You see, according to the majority of investment guides, you need to keep 10-15% of your investment money in commodities. However, this isn’t the way to maximize profit, and there are a lot of people who believe that the best way to invest is to find the most profitable investment and put as much as they can toward it. What do they say about keeping all your eggs in one basket?

You see, commodities have a weak correlation with stocks, bonds, and even fiat currencies. When people start losing faith in institutions, they start trusting gold and silver. Why? Well, because these are the assets that they can stuff in their bag and travel with.

You can buy precious metals, agricultural products, and virtually anything else that you can find online (or even locally). 

  1. Intellectual property

Intellectual property is usually very cheap when discovered early, and it can turn into a lucrative passive income later on. For instance, by owning a popular piece of art, you can live off royalties for years to come.

One of the things that Kickstarter was good for was discovering various interesting patents. Sure, the majority of them were completely useless, but if something looked handy, you could always reach out to the creator and see if you could buy it off their hands. If the fundraising or crowdfunding isn’t doing too well, you could even get it at a bargain price.

Copyrights to works of art, logos, and slogans are incredibly cost-effective in this day and age. You buy once, and you get to profit from every single piece of merchandise that has it printed on them. Sure, the majority of people create them, but you could also commission something like this if you have an amazing idea.

The same goes for getting a team to develop software and owning a license. 

  1. Art

Investing in art can be cost-effective, even if we’re not talking about paintings and sculptures worth hundreds of millions of dollars. Even moderately successful artists or those with some local recognition can produce art whose value will grow in years to come.

Now, keep in mind that, in modern day and age, we have the tools to browse the collective knowledge of all mankind. This means that you can get to see more pieces of art than any art dealer in history. This creates a paradox of choice, and if you’re not knowledgeable on a subject matter, you’ll need an appraiser. The services of this expert won’t come cheap. 

Also, don’t expect to buy a painting at a garage sale and sell it for millions of dollars. Outside of fiction, it doesn’t work this way. You need to find something moderately expensive that will become very expensive. In other words, you need a solid budget. 

  1. Collectibles

This one is a continuation of the previous segment since art can definitely be counted among collectibles. Still, there are other types of assets you should consider, as well. For instance, you could look for rare coins. Coins with historical significance can be incredibly expensive. Other than this, numismatics can be a fun hobby.

Vintage wines and spirits are another interesting investment opportunity. As you know, quality wines gain value with age, which means that this is a potentially amazing position investment. Again, like with the art, you need to make a quality investment first. 

  1. Designer bags

Scarcity is the best antidote to depreciation. You see, the majority of designer brands manufacture bags in limited series.
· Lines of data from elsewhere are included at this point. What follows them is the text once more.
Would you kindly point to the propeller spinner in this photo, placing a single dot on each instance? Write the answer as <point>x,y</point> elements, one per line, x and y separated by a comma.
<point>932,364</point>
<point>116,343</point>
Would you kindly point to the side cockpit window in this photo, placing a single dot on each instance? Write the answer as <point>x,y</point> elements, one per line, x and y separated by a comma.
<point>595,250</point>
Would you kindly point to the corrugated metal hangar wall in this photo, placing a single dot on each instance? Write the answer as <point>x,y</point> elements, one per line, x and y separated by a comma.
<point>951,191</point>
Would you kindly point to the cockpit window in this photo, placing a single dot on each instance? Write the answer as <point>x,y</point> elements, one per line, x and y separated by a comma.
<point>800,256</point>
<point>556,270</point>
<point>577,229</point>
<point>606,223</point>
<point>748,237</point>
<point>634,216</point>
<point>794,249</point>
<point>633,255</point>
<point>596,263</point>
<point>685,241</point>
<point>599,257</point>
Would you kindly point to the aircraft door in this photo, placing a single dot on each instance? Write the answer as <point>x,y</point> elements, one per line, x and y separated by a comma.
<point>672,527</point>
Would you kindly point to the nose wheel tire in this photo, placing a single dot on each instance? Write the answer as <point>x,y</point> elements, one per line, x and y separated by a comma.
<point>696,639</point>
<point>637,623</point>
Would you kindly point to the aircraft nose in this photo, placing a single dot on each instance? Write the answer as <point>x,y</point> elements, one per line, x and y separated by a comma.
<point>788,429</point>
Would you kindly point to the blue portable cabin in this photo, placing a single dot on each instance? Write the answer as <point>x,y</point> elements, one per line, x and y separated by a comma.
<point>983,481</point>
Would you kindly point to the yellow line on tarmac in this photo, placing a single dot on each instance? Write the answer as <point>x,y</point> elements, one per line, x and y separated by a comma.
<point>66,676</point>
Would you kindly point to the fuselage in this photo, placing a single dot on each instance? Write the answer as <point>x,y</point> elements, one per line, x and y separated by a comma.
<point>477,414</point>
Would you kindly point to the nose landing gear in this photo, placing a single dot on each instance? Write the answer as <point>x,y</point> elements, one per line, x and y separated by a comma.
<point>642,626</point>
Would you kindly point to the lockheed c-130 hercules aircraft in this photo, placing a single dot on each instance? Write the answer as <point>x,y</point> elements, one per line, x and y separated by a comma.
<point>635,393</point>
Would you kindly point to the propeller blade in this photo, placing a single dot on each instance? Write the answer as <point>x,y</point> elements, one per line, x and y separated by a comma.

This is why these bags don’t lose value over time. If anything, their value might grow over time.

According to some, these bags may be a better investment choice than rare cars or even artwork. Nonetheless, it has to be the right brand, which means going for Hermes, Chanel, Goyard, or Louis Vuitton. However, it also means that you’ll have to set aside a sizable budget. Unlike with stocks and cryptocurrencies, you can’t buy fractions.

With more investment types, your portfolio becomes ever more secure

Diversifying your investments is important; however, this doesn’t mean just keeping your money in multiple cryptocurrencies or multiple stocks; it means scattering investments across many different asset types. With so many potential assets to choose from, picking the right set to diversify your portfolio shouldn’t be too hard.